BELLEVILLE NEWS-DEMOCRAT
Monday, February 22, 2010
By Mike Fitzgerald
Metro-east leaders are considering whether to file a federal lawsuit to force the Federal Emergency Management Agency to disclose the evidence that has led it to declare that local flood protection levees are worthless.
And FEMA’s failure so far to show its evidence for de-accrediting metro-east flood levees has led some local leaders say that FEMA is trying to replenish coffers drained by enormous insurance claims paid out in the wake of Hurricane Katrina in 2005.
FEMA is executing this plan through its efforts to decertify levees and drastically raise flood insurance premiums all across the nation, according to Alan Dunstan, the Madison County Board chairman.
“FEMA lost a lot of money when Katrina hit,” Dunstan said. “I’ll be honest with you. It’s a money grab.”
Cat Langel, a FEMA spokeswoman, and other FEMA officials have declined to answer questions about this theory, referring questions about levee certification to the corps. The corps has already revealed it has provided little information regarding metro-east levees to FEMA.
The Southwestern Illinois Flood Prevention District Council, in Collinsville, met behind closed doors last week to discuss its legal options, including a possible lawsuit, to force FEMA to show its proof for determining the levees are functionally useless — a finding many local leaders dispute because these levees have withstood every Mississippi River flood for the past 30 years.
Nonetheless, FEMA has used this finding to justify plans to raise flood insurance rates by several multiples early next year for 150,000 American Bottoms property owners in Madison, St. Clair and Monroe counties.
Metro-east leaders, however, have decried these plans, arguing the higher flood insurance premiums will wreak economic havoc for businesses in the American Bottoms and force homeowners, especially those in low-income neighborhoods, to flee.
The council met just a few weeks after FEMA officials in Washington, D.C., rejected requests by Madison and St. Clair county leaders to provide “expedited” processing of Freedom of Information Act requests filed by the flood district council in early November for agency data on local levees.
Les Sterman, the council’s chief engineer, expressed frustration at FEMA’s rapid denial of the requests to speed up its response to the November FOIA petitions, as well as the agency’s four-month delay in responding to the original information request.

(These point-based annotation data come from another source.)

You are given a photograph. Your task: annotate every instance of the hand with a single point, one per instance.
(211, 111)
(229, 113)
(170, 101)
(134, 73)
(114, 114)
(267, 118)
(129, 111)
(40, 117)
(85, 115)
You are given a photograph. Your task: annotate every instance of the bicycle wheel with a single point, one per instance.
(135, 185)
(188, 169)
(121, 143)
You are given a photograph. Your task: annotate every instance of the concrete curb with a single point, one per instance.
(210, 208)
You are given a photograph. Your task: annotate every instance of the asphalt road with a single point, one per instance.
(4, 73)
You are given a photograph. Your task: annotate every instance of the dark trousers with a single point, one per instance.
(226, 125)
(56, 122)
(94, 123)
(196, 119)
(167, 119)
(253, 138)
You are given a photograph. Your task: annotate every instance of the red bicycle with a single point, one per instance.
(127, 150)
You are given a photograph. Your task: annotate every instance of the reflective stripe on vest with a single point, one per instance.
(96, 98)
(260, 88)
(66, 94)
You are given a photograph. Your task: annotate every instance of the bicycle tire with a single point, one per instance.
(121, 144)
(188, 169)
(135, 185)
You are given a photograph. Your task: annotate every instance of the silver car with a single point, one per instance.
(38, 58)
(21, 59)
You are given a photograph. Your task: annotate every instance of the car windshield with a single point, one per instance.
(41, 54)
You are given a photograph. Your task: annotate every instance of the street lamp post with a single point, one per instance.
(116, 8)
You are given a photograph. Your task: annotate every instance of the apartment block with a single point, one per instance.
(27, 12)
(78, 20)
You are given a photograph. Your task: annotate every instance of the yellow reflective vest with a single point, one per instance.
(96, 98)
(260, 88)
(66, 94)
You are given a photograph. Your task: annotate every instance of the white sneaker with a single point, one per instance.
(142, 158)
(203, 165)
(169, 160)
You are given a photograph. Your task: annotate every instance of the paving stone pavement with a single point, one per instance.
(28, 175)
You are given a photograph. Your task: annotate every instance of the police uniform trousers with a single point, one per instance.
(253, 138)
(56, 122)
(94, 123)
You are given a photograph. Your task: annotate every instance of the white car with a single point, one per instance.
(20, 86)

“I think it’s frankly reprehensible on their part that a decision that is so costly, historic to this region — they cannot even explain why they did it,” said Sterman, who is also leading the region’s efforts to upgrade metro-east levees to meet Army Corps of Engineers standards.
Meeting those new, more exacting standards could cost more than $500 million, with local taxpayers being expected to pay most of that cost.
Langel acknowledged that her agency received on Nov. 4 the flood district FOIA request for information regarding the levees in Madison, Monroe, and St. Clair counties.
Langel declined to answer questions on why it is taking so long for the agency to comply with the council’s.
But Langel noted in an e-mail to the News-Democrat that the length of time to comply to a FOIA request depends “entirely on the request itself,” as well as the number of agency components required to contribute to the response.
“Any and all information related to the FOIA request will be released to the requester as soon as all the information is complete,” Langel wrote.
Robert Haida, the St. Clair County state’s attorney, who handled the county request for a speeded-up FOIA response, said he is questioning the “validity” of FEMA’s position regarding the levees based on its failure to respond to the request.
“Any time in my professional life when I deal with someone who takes a position, but they won’t tell me why, I question the validity of their position,” Haida said.
FEMA isn’t giving the cold shoulder simply to metro-east leaders. It is still ignoring a demand by U.S. Sen. Dick Durbin, D-Springfield, early last month to release data on metro-east levees, as well as to brief local leaders and residents.
Charles N. Davis, the executive director of the National Freedom of Information Coalition, in Columbia, Mo., said he was not surprised at FEMA’s refusal to respond to information requests for levee data.
Davis recalled how, in the wake of Hurricane Katrina, FEMA had failed to respond to repeated media FOIA requests about the toxicity of flood waters around New Orleans and chemicals contained in trailers provided to evacuees.
“It took Congressional intervention to get anything out of FEMA at least twice,” said Davis, an associate professor at the University of Missouri School of Journalism.
In addition, FEMA’s track record of refusing to comply with FOIA requests is a “perfect reflection” of the two of the biggest problems with the law governing the FOIA, Davis said.
“That is the lack of any responsiveness mechanism between requester and the agency, and the lack of any sort of penalty,” said Davis.
As a result, he said, the FEMA bureaucracy “will sort of yawn and blink while the entire region is begging for some information about something that’s this important to that region’s economy.”